Erdoğan needs a greater degree of chaos this time to ensure that the upcoming elections are not held in a free environment since the stakes are higher this time, with Turkey facing greater challenges than in previous elections.

After ending the peace process with the Kurds, Erdoğan established an electoral alliance with the far-right Nationalist Movement Party (MHP). Owing to the support of the MHP, Erdoğan prevented opposition parties from forming a coalition government to rule the country when the AKP lost the majority in the June 2015 general election. The MHP continued supporting Erdoğan in the June 2018 elections. Erdoğan also received support from the MHP for his military operations in Syria, and the MHP backs Erdoğan’s populist rhetoric against Greece, with which Turkey has conflicts on a wide range of issues.

Erdoğan sought the support of Iran and Russia for an operation against Kurds in Syria before the upcoming elections, but Tehran and Moscow are not willing to support the operation. Erdoğan then began accusing Greece of militarizing the Aegean islands and allowing the establishment of US military bases on them, which he said pose a threat to Turkey’s national security. Erdoğan is, however, well aware of his limits and is not taking the risk of targeting either Kurds in Syria or Greece before the election despite the need for a military victory to boost his popularity during this crucial time. European and other regional powers have also strongly discouraged Turkey’s military operations in the region.

Fighting against the PKK is the easiest way to turn people’s attention away from real problems in Turkey such as high inflation, unemployment and poverty. Strangely, the PKK has not carried out any terrorist attacks during the last several years, especially after the July 15, 2016 coup attempt, in a period during which the AKP fired more than half the country’s generals as part of a post-coup purge, leaving the Turkish army vulnerable to attack. It is curious that after a number of years the PKK started targeting the security forces when the army regained its power.

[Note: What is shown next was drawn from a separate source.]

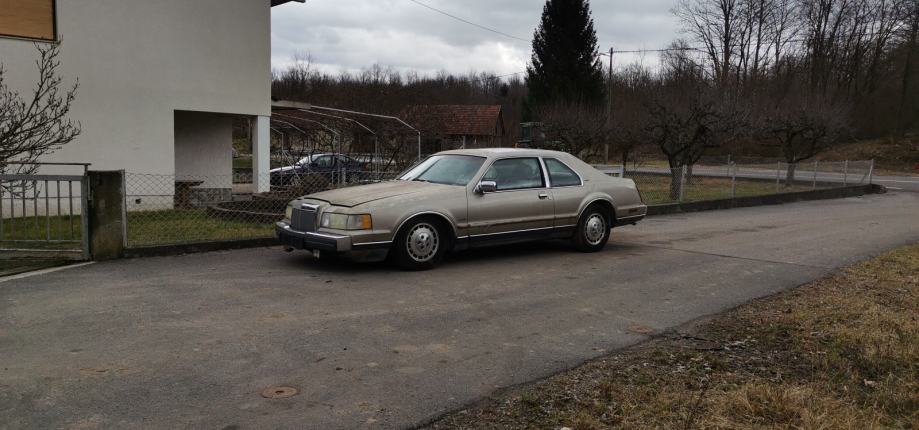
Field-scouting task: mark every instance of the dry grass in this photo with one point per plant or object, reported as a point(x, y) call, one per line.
point(840, 353)
point(891, 156)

Future Party leader and former prime minister Ahmet Davutoğlu, a once close ally of Erdoğan, described June 7 to Nov. 1, 2015 as the darkest period in Turkish history, accusing Erdoğan of not fighting terrorist groups within the boundaries of the law but rather taking advantage of the situation. After many years, the PKK’s attack in Mersin has raised a number of questions. Turkish journalist Levent Gültekin said whenever Erdoğan losses public support before an election, the PKK somehow manages to help Erdoğan win it. Turkish intelligence has had direct communication with the PKK since the Oslo meeting in 2009, and it is plausible that the Erdoğan government is willing to allow the PKK to carry out attacks to incite fear and hysteria in the country and in this way gain the support of the Turkish people before the elections.